Once your software is created, tested and reasonably documented, it's time to fine-tune it. There are several techniques and I'll try to cover the most important: architecture, I/O optimization, profiling and parallelization.
Architecture optimization should be considered since the beginning of the design phase, especially memory efficient containers and algorithms and modularization. Correct decisions made earlier will decrease a lot the time in development and further mistakes and refactoring but don't go too deep, let the other optimizations for later as the smaller the level the easier is to optimize without refactor.
I/O optimizations are easier to spot than algorithm problems and sometimes they can increase performance a lot, but normally that's the case for massively parallel applications where reducing interprocess communication, log levels and disk and network I/O saves a lot.
In more specific parts of the program or in very specific programs a profiling is often necessary to remove the most obvious problems, generally related to memory and CPU bad usage.
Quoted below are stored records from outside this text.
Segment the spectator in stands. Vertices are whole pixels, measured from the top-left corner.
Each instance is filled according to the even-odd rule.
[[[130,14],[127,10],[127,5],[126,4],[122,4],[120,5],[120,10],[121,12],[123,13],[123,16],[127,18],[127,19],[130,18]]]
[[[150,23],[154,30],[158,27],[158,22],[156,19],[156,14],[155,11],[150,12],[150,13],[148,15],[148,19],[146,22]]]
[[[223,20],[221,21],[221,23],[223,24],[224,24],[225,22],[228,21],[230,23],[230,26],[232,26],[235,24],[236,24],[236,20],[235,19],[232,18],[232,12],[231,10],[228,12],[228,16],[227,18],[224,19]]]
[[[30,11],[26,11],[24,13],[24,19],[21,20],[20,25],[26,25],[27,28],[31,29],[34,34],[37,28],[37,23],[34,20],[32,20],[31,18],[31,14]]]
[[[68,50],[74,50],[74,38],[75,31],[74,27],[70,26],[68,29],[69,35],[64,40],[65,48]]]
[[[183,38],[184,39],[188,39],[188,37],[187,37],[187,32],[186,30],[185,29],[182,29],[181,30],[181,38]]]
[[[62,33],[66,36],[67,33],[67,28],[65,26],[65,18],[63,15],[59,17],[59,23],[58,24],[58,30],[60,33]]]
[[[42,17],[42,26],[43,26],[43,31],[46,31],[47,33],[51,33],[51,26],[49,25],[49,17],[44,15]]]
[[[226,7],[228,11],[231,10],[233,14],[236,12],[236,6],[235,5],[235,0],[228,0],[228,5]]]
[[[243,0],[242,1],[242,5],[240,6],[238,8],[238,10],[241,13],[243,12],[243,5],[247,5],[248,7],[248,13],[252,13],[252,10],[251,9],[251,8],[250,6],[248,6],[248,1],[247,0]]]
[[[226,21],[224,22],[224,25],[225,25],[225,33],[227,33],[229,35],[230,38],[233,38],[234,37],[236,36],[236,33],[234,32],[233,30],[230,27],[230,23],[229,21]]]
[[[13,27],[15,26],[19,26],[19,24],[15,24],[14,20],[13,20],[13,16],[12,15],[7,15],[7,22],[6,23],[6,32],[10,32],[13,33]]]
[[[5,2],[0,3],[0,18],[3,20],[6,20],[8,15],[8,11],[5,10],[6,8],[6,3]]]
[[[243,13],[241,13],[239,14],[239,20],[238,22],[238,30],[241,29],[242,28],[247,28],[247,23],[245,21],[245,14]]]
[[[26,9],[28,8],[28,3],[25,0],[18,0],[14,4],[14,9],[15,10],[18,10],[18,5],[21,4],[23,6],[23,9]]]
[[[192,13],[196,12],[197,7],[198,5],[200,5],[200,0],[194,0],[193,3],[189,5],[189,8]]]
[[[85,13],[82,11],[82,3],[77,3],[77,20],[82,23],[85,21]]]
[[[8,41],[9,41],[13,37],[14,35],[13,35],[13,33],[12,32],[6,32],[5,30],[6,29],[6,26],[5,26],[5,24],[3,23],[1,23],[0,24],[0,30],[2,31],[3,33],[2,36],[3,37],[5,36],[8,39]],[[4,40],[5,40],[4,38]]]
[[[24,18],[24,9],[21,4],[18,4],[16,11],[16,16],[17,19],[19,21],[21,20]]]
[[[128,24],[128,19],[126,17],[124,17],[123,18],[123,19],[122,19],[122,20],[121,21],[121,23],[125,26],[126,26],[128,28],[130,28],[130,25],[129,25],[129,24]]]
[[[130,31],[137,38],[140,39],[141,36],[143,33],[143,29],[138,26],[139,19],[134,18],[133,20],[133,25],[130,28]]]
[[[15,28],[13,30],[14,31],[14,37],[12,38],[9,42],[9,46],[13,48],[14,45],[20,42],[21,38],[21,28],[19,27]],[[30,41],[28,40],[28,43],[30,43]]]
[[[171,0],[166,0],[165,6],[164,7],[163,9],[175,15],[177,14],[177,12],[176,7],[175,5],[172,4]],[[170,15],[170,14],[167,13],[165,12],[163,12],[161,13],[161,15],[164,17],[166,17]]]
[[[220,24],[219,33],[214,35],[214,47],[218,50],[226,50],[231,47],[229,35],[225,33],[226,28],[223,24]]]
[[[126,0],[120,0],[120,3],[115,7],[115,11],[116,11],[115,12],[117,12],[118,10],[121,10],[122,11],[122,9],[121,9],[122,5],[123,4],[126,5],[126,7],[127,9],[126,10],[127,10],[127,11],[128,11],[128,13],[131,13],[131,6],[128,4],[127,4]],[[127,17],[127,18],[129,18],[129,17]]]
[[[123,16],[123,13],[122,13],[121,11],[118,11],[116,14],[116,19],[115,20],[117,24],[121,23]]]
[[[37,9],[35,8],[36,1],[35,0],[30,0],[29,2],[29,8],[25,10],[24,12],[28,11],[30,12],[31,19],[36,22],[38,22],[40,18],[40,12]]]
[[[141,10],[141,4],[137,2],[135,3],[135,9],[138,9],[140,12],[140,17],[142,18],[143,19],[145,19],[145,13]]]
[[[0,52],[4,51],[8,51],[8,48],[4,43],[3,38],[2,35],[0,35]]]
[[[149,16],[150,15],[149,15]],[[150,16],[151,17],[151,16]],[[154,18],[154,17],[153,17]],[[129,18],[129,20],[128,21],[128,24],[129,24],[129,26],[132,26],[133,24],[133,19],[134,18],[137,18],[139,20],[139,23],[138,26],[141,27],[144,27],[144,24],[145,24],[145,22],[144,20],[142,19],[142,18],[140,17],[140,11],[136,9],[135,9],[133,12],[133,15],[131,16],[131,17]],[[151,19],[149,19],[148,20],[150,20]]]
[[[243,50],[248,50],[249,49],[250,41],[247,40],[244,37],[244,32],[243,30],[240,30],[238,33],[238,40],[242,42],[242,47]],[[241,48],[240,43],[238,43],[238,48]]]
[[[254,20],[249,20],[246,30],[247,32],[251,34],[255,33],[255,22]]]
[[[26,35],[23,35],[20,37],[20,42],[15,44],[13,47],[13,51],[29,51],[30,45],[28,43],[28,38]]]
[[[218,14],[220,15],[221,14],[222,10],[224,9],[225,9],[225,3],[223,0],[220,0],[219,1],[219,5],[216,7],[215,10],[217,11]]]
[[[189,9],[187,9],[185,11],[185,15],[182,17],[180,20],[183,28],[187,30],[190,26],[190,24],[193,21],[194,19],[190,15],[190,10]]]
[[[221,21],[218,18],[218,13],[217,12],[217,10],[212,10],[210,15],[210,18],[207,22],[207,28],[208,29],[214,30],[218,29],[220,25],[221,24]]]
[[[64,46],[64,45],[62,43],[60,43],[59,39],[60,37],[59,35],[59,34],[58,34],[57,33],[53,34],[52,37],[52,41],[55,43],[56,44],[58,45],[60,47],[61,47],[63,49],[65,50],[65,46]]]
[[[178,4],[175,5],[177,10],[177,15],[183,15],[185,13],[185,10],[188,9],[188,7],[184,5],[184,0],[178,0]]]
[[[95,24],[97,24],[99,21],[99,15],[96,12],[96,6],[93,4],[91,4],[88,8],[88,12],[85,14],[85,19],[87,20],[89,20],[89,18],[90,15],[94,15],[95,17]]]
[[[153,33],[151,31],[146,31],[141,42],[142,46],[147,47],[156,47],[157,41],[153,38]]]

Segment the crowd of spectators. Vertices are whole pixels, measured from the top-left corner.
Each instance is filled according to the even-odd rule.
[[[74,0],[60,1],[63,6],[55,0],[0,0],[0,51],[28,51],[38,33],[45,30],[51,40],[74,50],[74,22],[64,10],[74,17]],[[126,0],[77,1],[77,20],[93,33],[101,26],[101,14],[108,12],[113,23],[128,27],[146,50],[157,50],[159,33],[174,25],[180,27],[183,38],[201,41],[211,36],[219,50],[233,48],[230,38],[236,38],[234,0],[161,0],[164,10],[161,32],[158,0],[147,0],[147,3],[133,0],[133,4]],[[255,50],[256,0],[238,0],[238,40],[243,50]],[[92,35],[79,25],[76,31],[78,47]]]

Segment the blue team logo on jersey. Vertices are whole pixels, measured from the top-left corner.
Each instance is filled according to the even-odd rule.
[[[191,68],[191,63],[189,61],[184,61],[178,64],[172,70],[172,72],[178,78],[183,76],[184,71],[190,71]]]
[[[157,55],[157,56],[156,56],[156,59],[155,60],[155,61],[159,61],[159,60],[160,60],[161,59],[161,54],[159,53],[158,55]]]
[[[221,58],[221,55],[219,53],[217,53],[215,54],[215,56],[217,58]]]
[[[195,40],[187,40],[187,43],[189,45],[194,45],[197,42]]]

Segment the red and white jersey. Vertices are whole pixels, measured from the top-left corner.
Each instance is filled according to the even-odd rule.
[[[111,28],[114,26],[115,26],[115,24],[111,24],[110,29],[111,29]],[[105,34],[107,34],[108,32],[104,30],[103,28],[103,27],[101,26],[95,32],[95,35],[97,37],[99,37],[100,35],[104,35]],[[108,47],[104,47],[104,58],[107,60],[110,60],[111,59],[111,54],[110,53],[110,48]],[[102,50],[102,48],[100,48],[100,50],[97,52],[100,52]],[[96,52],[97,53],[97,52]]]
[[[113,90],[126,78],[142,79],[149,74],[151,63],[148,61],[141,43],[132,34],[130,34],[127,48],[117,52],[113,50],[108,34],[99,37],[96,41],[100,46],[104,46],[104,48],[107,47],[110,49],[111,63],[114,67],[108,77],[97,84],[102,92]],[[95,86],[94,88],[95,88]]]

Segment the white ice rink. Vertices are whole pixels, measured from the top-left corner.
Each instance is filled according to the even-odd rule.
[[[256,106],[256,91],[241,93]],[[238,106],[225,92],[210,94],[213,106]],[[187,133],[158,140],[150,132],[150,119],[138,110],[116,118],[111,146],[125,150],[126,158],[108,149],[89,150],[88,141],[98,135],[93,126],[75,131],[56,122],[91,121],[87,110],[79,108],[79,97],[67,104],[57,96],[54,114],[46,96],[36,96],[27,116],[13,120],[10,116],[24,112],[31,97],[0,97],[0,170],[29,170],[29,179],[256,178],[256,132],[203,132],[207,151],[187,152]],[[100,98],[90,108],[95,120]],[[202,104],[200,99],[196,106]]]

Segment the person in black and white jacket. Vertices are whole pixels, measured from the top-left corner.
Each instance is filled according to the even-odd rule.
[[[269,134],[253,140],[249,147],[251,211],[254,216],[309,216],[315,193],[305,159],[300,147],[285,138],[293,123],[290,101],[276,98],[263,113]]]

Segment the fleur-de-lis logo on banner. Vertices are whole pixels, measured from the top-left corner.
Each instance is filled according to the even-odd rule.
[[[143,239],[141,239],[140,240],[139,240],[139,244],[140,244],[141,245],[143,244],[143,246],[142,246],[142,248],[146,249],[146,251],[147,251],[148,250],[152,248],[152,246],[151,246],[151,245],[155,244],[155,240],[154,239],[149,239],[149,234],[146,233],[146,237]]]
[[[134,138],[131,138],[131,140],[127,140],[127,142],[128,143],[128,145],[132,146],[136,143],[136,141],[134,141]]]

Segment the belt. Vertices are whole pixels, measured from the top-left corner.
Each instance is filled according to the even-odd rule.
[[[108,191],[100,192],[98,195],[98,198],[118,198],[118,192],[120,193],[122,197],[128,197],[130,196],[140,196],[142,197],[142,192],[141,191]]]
This is the type of optimization that you can never perform before it's really giving you problems or the performance of the program is still not enough even after all the other optimizations.
Last, parallelization is important during all phases of development and should always be considered. In days where all new desktops and laptops sold have two or more processors parallelization is not just an option. Clusters are the cheapest way of scaling and programs should be able to use their full power instead of relying on faster, vector machines as they usually cost orders of magnitude more than simple commodity clusters.